Are you looking to lose weight and live healthier? Are you a diabetic looking to modify your diet for better control over your blood sugar? Are you switching from carbohydrate rich foods to protein and fiber rich foods? Are you avoiding sugary drinks and choosing sugar free alternatives? Do you look at the ingredients of packaged foods before buying them? As you probably know by now, there is a lot of information out there with many products advertising themselves as fit for diabetics. But how can you empower yourself to make informed choices? Here is something you should know before picking your diet plan.
Food that we eat contains carbohydrates which are essentially complex, modified sugars. The carbohydrate in any food is broken down by the body into simple sugars and then metabolized to give you energy. This breakdown of carbohydrates is the cause of a spike in your blood glucose levels after consuming any food.
Glycemic index (GI) quantifies the impact that carbohydrates in food have on blood sugar levels. It answers the question, ‘if I eat a specific amount, say 100g of a particular food, by how much will it increase my blood glucose levels?’ The GI scale runs from 0-100 with 100 being the GI of pure sugar. Carbohydrate and sugar rich processed foods such as white bread, pastries and cakes have high GI values around 70-90. In comparison, basmati rice which is also mostly carbohydrate has a value around 58. Apples on the other hand are considered a low GI food and have a value around 30, making them a very healthy option for you.
A second equally important but often underappreciated metric is the Glycemic Load (GL). The GL value represents the impact of a food on blood glucose levels taking into account the amount of carbohydrate contained in the food. This is important because for a given serving size, not all foods contain the same amount of carbohydrates.

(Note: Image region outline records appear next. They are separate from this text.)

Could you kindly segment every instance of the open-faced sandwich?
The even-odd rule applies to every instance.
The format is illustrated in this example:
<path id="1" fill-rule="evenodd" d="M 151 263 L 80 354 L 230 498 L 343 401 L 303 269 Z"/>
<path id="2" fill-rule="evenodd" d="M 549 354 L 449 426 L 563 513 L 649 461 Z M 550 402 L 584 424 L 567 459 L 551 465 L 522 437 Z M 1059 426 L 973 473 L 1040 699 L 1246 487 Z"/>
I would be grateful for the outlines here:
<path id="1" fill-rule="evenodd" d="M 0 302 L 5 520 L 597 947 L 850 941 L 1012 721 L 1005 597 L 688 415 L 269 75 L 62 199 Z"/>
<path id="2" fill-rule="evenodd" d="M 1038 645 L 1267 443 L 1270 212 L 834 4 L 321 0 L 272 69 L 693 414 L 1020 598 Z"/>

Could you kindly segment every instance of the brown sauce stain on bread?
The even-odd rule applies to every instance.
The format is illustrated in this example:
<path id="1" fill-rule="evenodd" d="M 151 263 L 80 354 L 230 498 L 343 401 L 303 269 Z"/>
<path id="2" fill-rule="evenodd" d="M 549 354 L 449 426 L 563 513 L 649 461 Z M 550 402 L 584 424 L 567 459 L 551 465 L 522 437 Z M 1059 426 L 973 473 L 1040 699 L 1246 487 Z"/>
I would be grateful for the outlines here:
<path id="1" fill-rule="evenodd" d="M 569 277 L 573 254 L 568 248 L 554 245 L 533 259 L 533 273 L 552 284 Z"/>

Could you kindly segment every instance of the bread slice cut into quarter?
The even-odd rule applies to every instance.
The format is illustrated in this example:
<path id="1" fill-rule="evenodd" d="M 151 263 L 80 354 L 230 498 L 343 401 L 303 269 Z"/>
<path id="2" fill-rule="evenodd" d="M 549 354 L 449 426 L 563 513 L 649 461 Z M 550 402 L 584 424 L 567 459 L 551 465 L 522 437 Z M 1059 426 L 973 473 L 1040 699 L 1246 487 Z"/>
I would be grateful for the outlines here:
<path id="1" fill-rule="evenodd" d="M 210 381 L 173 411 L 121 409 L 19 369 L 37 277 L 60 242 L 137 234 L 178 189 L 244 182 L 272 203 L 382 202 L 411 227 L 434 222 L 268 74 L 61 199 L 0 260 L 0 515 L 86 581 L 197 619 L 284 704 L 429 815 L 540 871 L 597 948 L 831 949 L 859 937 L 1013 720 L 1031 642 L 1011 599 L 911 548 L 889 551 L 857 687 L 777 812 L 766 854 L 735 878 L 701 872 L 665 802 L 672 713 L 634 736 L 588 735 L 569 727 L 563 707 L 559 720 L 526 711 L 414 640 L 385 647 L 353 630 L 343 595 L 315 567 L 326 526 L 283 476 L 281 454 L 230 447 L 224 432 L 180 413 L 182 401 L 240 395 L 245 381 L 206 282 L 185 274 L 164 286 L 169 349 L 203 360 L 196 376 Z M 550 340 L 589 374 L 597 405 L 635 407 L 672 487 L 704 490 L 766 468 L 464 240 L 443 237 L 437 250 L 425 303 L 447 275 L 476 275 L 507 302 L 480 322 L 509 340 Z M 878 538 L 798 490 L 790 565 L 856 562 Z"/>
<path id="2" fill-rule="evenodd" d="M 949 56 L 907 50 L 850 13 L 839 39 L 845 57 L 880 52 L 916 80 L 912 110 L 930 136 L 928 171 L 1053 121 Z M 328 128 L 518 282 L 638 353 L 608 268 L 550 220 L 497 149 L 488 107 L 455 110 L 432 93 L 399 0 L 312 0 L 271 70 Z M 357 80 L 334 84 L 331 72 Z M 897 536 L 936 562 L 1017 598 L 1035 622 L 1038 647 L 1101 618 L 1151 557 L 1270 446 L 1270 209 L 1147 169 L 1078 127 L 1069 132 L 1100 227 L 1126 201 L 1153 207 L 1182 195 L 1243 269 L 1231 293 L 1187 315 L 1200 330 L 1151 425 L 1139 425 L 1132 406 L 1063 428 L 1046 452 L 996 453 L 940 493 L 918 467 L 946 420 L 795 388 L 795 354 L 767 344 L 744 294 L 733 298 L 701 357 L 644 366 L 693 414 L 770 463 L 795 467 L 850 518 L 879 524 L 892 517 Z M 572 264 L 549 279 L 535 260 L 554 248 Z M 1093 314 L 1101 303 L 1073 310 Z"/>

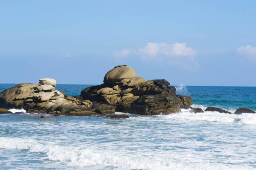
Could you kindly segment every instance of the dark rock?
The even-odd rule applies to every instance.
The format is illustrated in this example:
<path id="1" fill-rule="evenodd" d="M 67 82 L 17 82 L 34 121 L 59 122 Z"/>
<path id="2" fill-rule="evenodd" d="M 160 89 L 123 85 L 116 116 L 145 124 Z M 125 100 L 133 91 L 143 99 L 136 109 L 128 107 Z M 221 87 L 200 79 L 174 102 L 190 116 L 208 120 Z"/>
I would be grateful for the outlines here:
<path id="1" fill-rule="evenodd" d="M 192 112 L 193 113 L 204 113 L 204 111 L 201 108 L 195 108 Z"/>
<path id="2" fill-rule="evenodd" d="M 193 104 L 190 97 L 176 96 L 175 87 L 164 79 L 145 81 L 128 66 L 115 67 L 106 74 L 104 81 L 85 88 L 80 96 L 67 96 L 50 84 L 20 84 L 0 93 L 0 107 L 23 108 L 31 113 L 86 116 L 116 111 L 167 114 Z"/>
<path id="3" fill-rule="evenodd" d="M 151 115 L 166 115 L 180 112 L 180 110 L 175 108 L 164 107 L 154 109 L 150 113 Z"/>
<path id="4" fill-rule="evenodd" d="M 13 114 L 22 114 L 23 113 L 25 113 L 25 112 L 15 112 Z"/>
<path id="5" fill-rule="evenodd" d="M 0 114 L 6 114 L 7 113 L 12 113 L 12 112 L 4 108 L 0 108 Z"/>
<path id="6" fill-rule="evenodd" d="M 89 109 L 80 112 L 72 111 L 69 113 L 68 115 L 69 116 L 104 116 L 105 115 L 96 113 Z"/>
<path id="7" fill-rule="evenodd" d="M 190 106 L 193 104 L 193 100 L 191 97 L 189 96 L 186 96 L 183 97 L 184 100 L 184 103 L 188 106 Z"/>
<path id="8" fill-rule="evenodd" d="M 242 113 L 255 113 L 255 112 L 253 110 L 245 107 L 239 108 L 235 112 L 235 114 L 236 115 L 240 115 Z"/>
<path id="9" fill-rule="evenodd" d="M 113 105 L 99 103 L 94 104 L 95 110 L 102 114 L 115 113 L 116 107 Z"/>
<path id="10" fill-rule="evenodd" d="M 146 105 L 132 105 L 129 109 L 128 112 L 143 115 L 150 115 L 148 106 Z"/>
<path id="11" fill-rule="evenodd" d="M 188 109 L 190 108 L 189 106 L 186 105 L 182 105 L 180 107 L 180 108 Z"/>
<path id="12" fill-rule="evenodd" d="M 110 119 L 126 119 L 129 118 L 129 116 L 124 114 L 109 114 L 107 115 L 106 117 Z"/>
<path id="13" fill-rule="evenodd" d="M 218 112 L 220 113 L 228 113 L 229 114 L 232 114 L 232 113 L 226 111 L 223 109 L 220 109 L 218 107 L 207 107 L 206 109 L 204 110 L 205 112 L 210 111 L 210 112 Z"/>

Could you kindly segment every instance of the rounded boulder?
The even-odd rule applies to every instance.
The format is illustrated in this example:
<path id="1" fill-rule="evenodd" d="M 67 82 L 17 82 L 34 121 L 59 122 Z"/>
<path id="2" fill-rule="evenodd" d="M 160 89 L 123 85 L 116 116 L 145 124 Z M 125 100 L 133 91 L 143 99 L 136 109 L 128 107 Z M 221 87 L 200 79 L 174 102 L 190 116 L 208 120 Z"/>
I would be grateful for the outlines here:
<path id="1" fill-rule="evenodd" d="M 126 65 L 116 66 L 109 71 L 104 77 L 103 82 L 111 85 L 119 84 L 124 79 L 132 79 L 137 77 L 136 72 L 132 67 Z"/>
<path id="2" fill-rule="evenodd" d="M 235 112 L 235 114 L 236 115 L 240 115 L 242 113 L 255 113 L 255 112 L 253 110 L 245 107 L 239 108 Z"/>
<path id="3" fill-rule="evenodd" d="M 52 85 L 54 87 L 56 87 L 57 83 L 56 80 L 53 78 L 41 78 L 39 80 L 39 85 Z"/>

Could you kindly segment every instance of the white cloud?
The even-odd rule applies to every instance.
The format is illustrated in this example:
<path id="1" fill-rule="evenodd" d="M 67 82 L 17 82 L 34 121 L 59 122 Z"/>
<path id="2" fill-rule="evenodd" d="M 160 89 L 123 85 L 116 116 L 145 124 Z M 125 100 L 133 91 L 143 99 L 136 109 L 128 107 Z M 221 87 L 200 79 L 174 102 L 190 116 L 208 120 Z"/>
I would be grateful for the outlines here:
<path id="1" fill-rule="evenodd" d="M 113 52 L 113 54 L 116 57 L 124 57 L 129 55 L 134 52 L 134 50 L 132 48 L 125 48 L 120 51 L 115 51 Z"/>
<path id="2" fill-rule="evenodd" d="M 139 50 L 143 55 L 154 57 L 163 55 L 193 56 L 196 54 L 195 50 L 187 47 L 185 42 L 170 44 L 165 42 L 148 42 L 146 46 L 140 48 Z"/>
<path id="3" fill-rule="evenodd" d="M 139 56 L 143 60 L 153 60 L 179 65 L 192 63 L 196 65 L 198 63 L 194 57 L 196 53 L 196 50 L 187 47 L 185 42 L 168 44 L 164 42 L 149 42 L 138 49 L 125 48 L 121 51 L 115 51 L 113 55 L 119 58 Z"/>
<path id="4" fill-rule="evenodd" d="M 243 46 L 236 48 L 236 52 L 241 55 L 244 55 L 252 58 L 256 58 L 256 47 L 250 45 Z"/>
<path id="5" fill-rule="evenodd" d="M 115 56 L 123 57 L 132 55 L 143 56 L 145 58 L 157 58 L 162 56 L 193 56 L 196 51 L 187 47 L 185 42 L 176 42 L 168 44 L 165 42 L 148 42 L 147 45 L 138 49 L 125 48 L 121 51 L 115 51 Z"/>

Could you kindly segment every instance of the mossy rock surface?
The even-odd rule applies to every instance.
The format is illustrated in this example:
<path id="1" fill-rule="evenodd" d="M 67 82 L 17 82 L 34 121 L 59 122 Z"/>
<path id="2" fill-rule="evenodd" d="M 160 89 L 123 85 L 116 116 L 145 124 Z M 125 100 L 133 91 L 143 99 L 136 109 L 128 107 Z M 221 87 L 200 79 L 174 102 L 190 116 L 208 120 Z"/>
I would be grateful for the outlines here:
<path id="1" fill-rule="evenodd" d="M 151 115 L 164 115 L 178 113 L 180 112 L 180 110 L 178 108 L 163 107 L 155 109 L 151 111 Z"/>
<path id="2" fill-rule="evenodd" d="M 124 114 L 109 114 L 107 115 L 106 117 L 110 119 L 126 119 L 129 118 L 129 116 Z"/>
<path id="3" fill-rule="evenodd" d="M 68 114 L 70 116 L 105 116 L 105 115 L 98 113 L 92 111 L 84 110 L 80 112 L 70 112 Z"/>
<path id="4" fill-rule="evenodd" d="M 5 109 L 0 108 L 0 114 L 6 114 L 7 113 L 12 113 L 12 112 Z"/>

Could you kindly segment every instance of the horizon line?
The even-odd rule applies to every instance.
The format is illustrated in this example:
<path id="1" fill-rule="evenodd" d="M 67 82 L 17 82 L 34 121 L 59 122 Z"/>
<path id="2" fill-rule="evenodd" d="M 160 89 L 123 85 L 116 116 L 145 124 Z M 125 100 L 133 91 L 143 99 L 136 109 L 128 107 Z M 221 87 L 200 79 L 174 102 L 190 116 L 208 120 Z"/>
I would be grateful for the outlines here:
<path id="1" fill-rule="evenodd" d="M 21 84 L 21 83 L 0 83 L 0 85 L 1 84 L 10 84 L 10 85 L 18 85 L 19 84 Z M 33 83 L 32 83 L 33 84 Z M 57 85 L 100 85 L 101 84 L 57 84 Z M 171 85 L 171 86 L 199 86 L 201 87 L 256 87 L 256 86 L 229 86 L 229 85 Z"/>

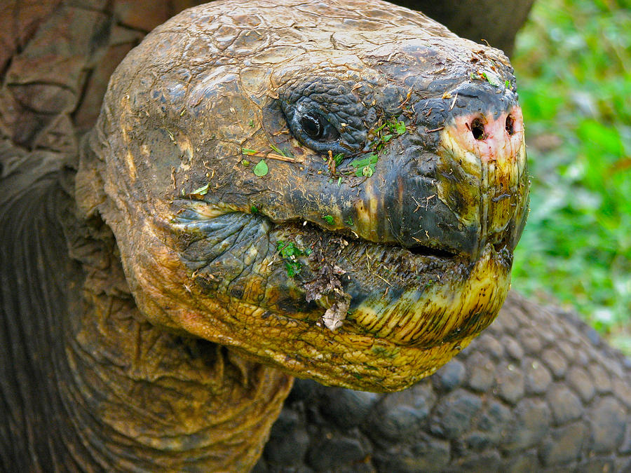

What exactly does this mean? Here is an example that may help you understand the difference. Take the case of the juicy watermelon that we all love to eat during the sweltering summer months. The GI for watermelon is very high, around 72 which at first glance may make it unsuitable for diabetics. But consider the fact that a 100 gram serving of contains only 5 grams of carbohydrates. Taking this into account, the GL for watermelon is a value around 7. Now let’s check the GI and GL values for a banana. A ripe yellow banana has an approximate GI value of 50. Seems like a better fruit than the watermelon. But the GL value for the banana is actually much higher (~13). Why? Because a 120g serving of bananas has 24 grams of carbs in them, greatly increasing the GL. So in comparing the two, for the same serving size, watermelons have less of an impact on your glucose levels. Even if we take into consideration that we might eat more of the watermelon because it’s mostly water, they still end up being the better choice because of the difference in GL. This doesn’t mean that you should avoid bananas either. Rather being properly informed allows you to determine the right portion sizes for what you eat.
When planning your meals, take into account both the GI and GL of foods and prevent diabetes . Better choices make for better health!